Avant de donner mon avis sur ce qui a été présenté, comprenez bien une chose : je déteste les environnements de développement intégré. C’est probablement du au fait que je ne suis pas un véritable développeur, mais, même sur un projet de grande envergure, je préfère travailler avec un éditeur de texte et ma connaissance du code, que de développer à l’auto complétion, pour reprendre les mots de ma collègue Samantha à propos de Visual Studio. Tout ça pour dire que cette note n’est pas (trop) entachée d’anti Microsoftisme primaire.

Impressions générales

Comme je l’ai dit plus haut, Microsoft Expression est un IDE, c’est donc mal parti pour lui. Côté interface, j’ai eu l’impression de me retrouver face à Adobe Lightroom. Étant photographe à mes heures perdues, j’apprécie beaucoup Lightroom, même si je ne suis que moyennement satisfait – voir peu satisfait – de son interface. L’interface d’Expression m’a vraiment donné une impression de repompé sans vraiment y trouver de valeur ajoutée. Dommage.

Expression web

Trois choses m’ont marqué quant à Expression Web.

La première est la possibilité de développer pour un navigateur en particulier, et notamment Internet Explorer 6. Expression Web prévient le développeur quand il utilise des balises, ou des attributs CSS incompatibles avec le navigateur cible. Cela peut sembler très bien sur le papier. En fait, ça a plutôt tendance à me faire hurler, et va totalement à l’encontre de mon crédo : développez pour un seul web.

La seconde est l’intégration des PSD. Microsoft s’attaque directement à Adobe et la mainmise de Photoshop sur le design. J’aurais envie de dire c’est très bien. Sauf que… Expression permet aux intégrateurs CSS de découper directement les images à partir du PSD source. En démo, c’est parfait, parce que chaque élément du design est composé d’un seul calque. Dans la réalité, je n’ai pas vraiment eu le loisir de le tester, et je ne sais pas comme il se comporte face à des éléments répartis sur plusieurs calques. Et inutile de m’envoyer le soft, je n’ai pas de licence Windows ni de PC sous la main pour tester.

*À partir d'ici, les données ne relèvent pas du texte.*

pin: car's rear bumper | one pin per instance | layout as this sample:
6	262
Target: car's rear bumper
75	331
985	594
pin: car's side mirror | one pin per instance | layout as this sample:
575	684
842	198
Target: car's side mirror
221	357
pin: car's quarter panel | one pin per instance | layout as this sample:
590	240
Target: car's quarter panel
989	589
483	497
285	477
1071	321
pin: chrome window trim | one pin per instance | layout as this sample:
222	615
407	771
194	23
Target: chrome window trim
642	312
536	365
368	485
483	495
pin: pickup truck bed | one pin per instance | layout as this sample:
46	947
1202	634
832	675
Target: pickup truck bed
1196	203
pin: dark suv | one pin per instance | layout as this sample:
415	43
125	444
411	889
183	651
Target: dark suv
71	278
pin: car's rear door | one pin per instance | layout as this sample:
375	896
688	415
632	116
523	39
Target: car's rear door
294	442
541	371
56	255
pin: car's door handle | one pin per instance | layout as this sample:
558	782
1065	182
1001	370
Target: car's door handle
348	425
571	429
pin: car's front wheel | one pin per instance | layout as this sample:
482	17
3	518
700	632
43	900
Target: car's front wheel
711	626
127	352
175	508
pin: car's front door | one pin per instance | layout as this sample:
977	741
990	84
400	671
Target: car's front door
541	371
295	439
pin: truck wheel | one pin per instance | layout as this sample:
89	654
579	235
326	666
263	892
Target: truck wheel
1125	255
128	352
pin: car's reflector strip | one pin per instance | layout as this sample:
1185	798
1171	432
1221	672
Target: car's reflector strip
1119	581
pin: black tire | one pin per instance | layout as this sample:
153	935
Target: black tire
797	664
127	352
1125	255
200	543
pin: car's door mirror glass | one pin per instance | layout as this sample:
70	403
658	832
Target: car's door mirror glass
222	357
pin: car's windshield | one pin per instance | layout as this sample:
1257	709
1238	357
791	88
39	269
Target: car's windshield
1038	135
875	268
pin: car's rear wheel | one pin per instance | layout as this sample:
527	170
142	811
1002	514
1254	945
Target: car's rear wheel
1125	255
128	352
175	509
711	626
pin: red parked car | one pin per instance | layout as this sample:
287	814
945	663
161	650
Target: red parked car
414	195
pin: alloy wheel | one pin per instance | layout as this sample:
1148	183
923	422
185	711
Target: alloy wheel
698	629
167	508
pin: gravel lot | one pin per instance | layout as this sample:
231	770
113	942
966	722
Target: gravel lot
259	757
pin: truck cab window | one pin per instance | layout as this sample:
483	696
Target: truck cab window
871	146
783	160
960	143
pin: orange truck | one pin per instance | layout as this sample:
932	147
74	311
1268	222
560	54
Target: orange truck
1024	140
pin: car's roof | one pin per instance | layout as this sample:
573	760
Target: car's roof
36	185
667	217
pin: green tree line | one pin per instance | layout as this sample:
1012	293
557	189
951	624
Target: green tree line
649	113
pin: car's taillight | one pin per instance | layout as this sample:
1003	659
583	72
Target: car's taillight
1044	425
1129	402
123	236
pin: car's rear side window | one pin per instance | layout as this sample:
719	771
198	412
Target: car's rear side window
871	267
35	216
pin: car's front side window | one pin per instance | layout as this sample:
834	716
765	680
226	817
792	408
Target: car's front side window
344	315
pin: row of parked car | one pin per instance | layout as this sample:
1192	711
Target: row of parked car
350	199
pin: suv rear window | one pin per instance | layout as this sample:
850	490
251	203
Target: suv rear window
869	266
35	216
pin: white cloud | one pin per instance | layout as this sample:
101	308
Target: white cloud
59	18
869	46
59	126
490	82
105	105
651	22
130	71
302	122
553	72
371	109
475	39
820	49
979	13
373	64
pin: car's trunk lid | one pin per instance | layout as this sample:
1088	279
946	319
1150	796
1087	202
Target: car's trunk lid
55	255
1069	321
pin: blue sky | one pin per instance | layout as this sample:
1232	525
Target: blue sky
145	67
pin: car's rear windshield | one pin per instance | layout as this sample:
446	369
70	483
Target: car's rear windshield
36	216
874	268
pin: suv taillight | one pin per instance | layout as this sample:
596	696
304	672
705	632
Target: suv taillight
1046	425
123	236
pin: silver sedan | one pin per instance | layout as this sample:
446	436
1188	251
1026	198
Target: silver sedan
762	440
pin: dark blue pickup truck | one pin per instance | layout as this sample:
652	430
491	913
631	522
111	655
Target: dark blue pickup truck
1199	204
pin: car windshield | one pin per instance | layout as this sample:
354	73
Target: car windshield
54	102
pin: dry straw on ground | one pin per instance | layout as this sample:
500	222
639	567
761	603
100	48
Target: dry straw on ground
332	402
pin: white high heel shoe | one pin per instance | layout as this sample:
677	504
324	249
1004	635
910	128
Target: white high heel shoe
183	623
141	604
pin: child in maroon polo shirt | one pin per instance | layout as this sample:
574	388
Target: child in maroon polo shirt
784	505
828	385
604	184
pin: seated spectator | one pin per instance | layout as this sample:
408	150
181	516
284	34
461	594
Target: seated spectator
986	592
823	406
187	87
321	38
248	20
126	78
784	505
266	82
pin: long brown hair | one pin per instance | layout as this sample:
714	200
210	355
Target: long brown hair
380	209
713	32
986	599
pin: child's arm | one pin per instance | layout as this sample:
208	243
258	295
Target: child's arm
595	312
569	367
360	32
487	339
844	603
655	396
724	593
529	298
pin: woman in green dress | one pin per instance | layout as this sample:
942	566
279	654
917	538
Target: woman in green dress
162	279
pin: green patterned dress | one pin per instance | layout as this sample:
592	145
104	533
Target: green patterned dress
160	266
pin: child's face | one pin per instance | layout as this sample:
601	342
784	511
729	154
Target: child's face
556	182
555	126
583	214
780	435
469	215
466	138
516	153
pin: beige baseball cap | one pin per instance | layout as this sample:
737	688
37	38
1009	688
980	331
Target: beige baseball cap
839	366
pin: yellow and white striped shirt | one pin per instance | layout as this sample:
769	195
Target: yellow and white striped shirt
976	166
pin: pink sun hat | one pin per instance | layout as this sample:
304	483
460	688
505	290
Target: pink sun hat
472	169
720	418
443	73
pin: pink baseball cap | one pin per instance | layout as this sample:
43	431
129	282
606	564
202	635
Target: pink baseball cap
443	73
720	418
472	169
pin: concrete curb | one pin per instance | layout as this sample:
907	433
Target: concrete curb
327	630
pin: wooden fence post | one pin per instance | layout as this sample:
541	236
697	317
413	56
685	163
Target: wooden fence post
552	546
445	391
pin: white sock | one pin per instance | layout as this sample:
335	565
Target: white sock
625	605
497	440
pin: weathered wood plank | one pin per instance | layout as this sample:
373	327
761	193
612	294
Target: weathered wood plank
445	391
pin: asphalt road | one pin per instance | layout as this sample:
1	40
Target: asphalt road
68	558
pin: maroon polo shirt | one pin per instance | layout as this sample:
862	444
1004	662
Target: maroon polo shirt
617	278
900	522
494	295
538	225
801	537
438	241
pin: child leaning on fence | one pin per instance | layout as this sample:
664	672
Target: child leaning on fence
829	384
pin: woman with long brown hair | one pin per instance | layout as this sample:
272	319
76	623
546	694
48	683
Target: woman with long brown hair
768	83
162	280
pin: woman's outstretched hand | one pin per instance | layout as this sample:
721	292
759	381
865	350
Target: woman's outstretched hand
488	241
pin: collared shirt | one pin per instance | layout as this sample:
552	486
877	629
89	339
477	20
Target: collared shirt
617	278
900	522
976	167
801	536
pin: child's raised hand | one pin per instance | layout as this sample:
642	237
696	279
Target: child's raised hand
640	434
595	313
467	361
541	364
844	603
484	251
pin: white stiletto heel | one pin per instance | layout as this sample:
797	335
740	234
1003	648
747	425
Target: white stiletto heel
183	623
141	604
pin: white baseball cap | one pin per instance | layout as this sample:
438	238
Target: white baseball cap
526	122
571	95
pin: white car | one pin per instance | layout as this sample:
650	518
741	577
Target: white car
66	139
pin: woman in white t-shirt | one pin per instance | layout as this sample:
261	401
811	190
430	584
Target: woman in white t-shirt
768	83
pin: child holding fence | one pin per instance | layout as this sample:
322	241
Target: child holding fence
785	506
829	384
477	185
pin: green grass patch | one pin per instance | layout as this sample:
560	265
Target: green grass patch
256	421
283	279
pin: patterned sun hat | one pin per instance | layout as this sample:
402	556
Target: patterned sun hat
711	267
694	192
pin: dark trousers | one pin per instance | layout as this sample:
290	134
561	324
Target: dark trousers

La troisième est la preview sur les résultats de l’éditeur CSS. OK, je veux bien, mais honnêtement, à part donner le rendu des polices et du background, ça sert à quoi ? Le rendu d’une classe CSS ne vaut que dans son contexte d’utilisation. Sans la position et l’interaction avec les autres éléments HTML, un élément stylé n’est rien.

Wireframing

Expression propose des fonctionnalités de Wireframing avancées assez impressionnantes. Dommage que je ne me souvienne pas du nom de l’application utilisée, mais le rendu aussi bien graphique que fonctionnel du produit était trop proche de la réalité pour servir de document de travail. C’est au passage ce que nous a signalé le démonstrateur : ce risque pour le client d’y vois un produit fini.

J’avais eu le même problème en faisant du prototypage sous Powerpoint. Le fait de rendre les liens cliquables pour recréer le parcours utilisateur, et une interface proche du design validé par le client rendent la conception de l’outil beaucoup moins souples. Je ne suis pas du tout fan de ce genre de procédé, même s’il est très sexy côté client.

Blender

La seconde partie de la soirée était consacrée à une démonstration de Blender et de Silverlight. Le but était de démontrer qu’on peut créer des applications Silverlight sans connaître une ligne de code.

Là encore le point intéressant de la démo était l’intégration des PSD dans la suite Expression. Il était possible de définir des éléments d’interface Silverlight, et de leur attribuer des actions, à partir des calques du PSD. Là encore, l’effet démo est très important, et je ne suis pas du tout certain du résultat en situation réelle, c’est à dire, par exemple, quand un bouton est décomposé en une demi douzaine de calques. Appelez-moi Saint Thomas.

Au delà de cette intégration, il fallait retenir de la démonstration que Blender propose énormément de fonctionnalités out of the box. OK, mais quelle utilité dans une production réellement industrielle ?

Une fois passé l’effet WOW de la démo, difficile de se faire une opinion sur un produit aussi complexe. En tentant de rester objectif, j’aurais tendance à dire que la suite Expression aura du mal à trouver sa place dans des projets de grande envergure. Il me semble qu’il lui manque une partie de la puissance de Visual Studio, tout en perdant la souplesse de produits séparés, par exemple – au hasard – Textmate + Photoshop.